Electric equipment is heavily
used in nearly every field. Analog to Digital Converters (ADC) and Digital to
Analog Converters (DAC) are essential components for any variation of DSP in
any field. These two converting interfaces are necessary to convert real world
signals to allow for digital electronic equipment to pick up any analog signal and process it. Take a microphone for
example: the ADC converts the analog signal
collected by an input to audio equipment into a digital signal that can be
outputted by speakers or monitors. While it is passing through the audio equipment
to the computer, software can add echoes or adjust the tempo and pitch of the
voice to get a perfect sound. On the other hand, DAC will convert the already
processed digital signal back into the analogsignal
that is used by audio output equipment such as monitors. Below is a figure
showing how the previous example works and how its audio input signals can be
enhanced through reproduction, and then outputted as digital signals through
monitors.
A type of analog to digital converter, known as the digital ramp
ADC, involves a comparator. The value of the analog voltage
at some point in time is compared with a given standard voltage. One way to
achieve this is by applying the analog voltage
to one terminal of the comparator and trigger, known as a binary counter, which
drives a DAC. While the output of the DAC is implemented to the other terminal
of the comparator, it will trigger a signal if the voltage exceeds the analog voltage input. The transition of the comparator
stops the binary counter, which then holds the digital value corresponding to
the analog voltage at that point. The
figure below shows a diagram of a digital ramp ADC.

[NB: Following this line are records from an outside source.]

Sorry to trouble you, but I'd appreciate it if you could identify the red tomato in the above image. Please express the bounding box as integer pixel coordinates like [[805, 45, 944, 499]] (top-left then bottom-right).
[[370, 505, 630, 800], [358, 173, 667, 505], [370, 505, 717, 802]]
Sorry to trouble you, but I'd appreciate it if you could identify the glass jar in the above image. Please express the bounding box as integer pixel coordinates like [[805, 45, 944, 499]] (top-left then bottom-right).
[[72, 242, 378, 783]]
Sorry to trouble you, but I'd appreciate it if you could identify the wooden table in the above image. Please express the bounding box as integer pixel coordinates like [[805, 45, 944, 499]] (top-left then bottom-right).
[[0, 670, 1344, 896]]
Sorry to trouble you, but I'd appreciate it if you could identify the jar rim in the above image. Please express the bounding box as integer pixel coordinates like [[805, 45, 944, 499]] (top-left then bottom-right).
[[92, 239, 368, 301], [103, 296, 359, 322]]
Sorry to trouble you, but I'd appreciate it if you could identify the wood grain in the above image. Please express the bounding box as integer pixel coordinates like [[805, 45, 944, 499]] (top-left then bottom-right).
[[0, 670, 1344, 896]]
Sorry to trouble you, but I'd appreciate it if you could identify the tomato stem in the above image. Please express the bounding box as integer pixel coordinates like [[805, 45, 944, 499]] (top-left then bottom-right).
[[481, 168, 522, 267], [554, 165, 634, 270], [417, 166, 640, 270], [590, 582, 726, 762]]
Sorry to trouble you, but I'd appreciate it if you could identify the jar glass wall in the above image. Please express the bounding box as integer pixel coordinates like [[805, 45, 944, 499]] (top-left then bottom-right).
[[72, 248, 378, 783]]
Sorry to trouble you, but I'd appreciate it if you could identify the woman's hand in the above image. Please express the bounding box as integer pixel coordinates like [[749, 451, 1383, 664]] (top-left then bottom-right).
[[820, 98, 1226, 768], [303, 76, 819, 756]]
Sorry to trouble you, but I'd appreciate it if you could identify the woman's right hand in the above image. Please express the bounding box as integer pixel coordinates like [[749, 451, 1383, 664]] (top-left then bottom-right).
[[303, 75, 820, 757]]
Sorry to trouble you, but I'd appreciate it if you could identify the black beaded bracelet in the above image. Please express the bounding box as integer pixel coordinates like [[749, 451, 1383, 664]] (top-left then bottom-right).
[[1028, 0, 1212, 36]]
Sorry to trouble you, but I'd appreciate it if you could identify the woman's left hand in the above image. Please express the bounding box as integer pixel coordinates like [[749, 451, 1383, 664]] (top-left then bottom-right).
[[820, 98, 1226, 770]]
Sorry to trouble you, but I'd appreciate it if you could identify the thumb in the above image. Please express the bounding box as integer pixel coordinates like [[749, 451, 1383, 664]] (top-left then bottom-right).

There are numerous variants
of a digital signal processor that can execute different things, depending on
the application being performed. Some of these variants are audio signal
processing, audio and video compression, speech processing and recognition, digital
image processing, and radar applications. The difference between each of these
applications is how the digital signal processor can filter each input. There
are five different aspects that varies from each DSP: clock frequency, RAM
size, data bus width, ROM size, and I/O voltage. All of these components really
are just going to affect the arithmetic format, speed, memory organization, and
data width of a processor.
One well-known architecture
layout is the Harvard architecture. This design allows for a processor to
simultaneously access two memory banks using two independent sets of buses.
This architecture can execute mathematical operations while fetching further
instructions. Another is the Von
Neumann memory architecture.
While there is only one data bus, operations cannot be loaded while
instructions are fetched. This causes a jam that ultimately slows down the execution
of DSP applications. While these processors are similar to a processor used in
a standard computer, these digital signal processors are specialized. That
often means that, to perform a task, the DSPs are required to used fixed-point arithmetic.
Another is sampling, which is
the reduction of a continuous signal to a discrete signal. One major
application is the conversion of a sound wave. Audio sampling uses digital
signals and pulse-code modulation for the reproduction of sound. It is
necessary to capture audio between 20 - 20,000 Hz for humans to hear. Sample
rates higher than that of around 50 kHz - 60 kHz cannot provide any more
information to the human ear. Using different filters with DSP software and
ADC's & DAC's, samples of audio can be reproduced through this technique.
Digital signal processing is
heavily used in day-to-day operations, and is essential in recreating analog signals to digital signals for many purposes.
I hope that this article has
provided enough information to get a general understanding of what DSPs are,
how they work, and what they are specifically used for in a plethora of fields.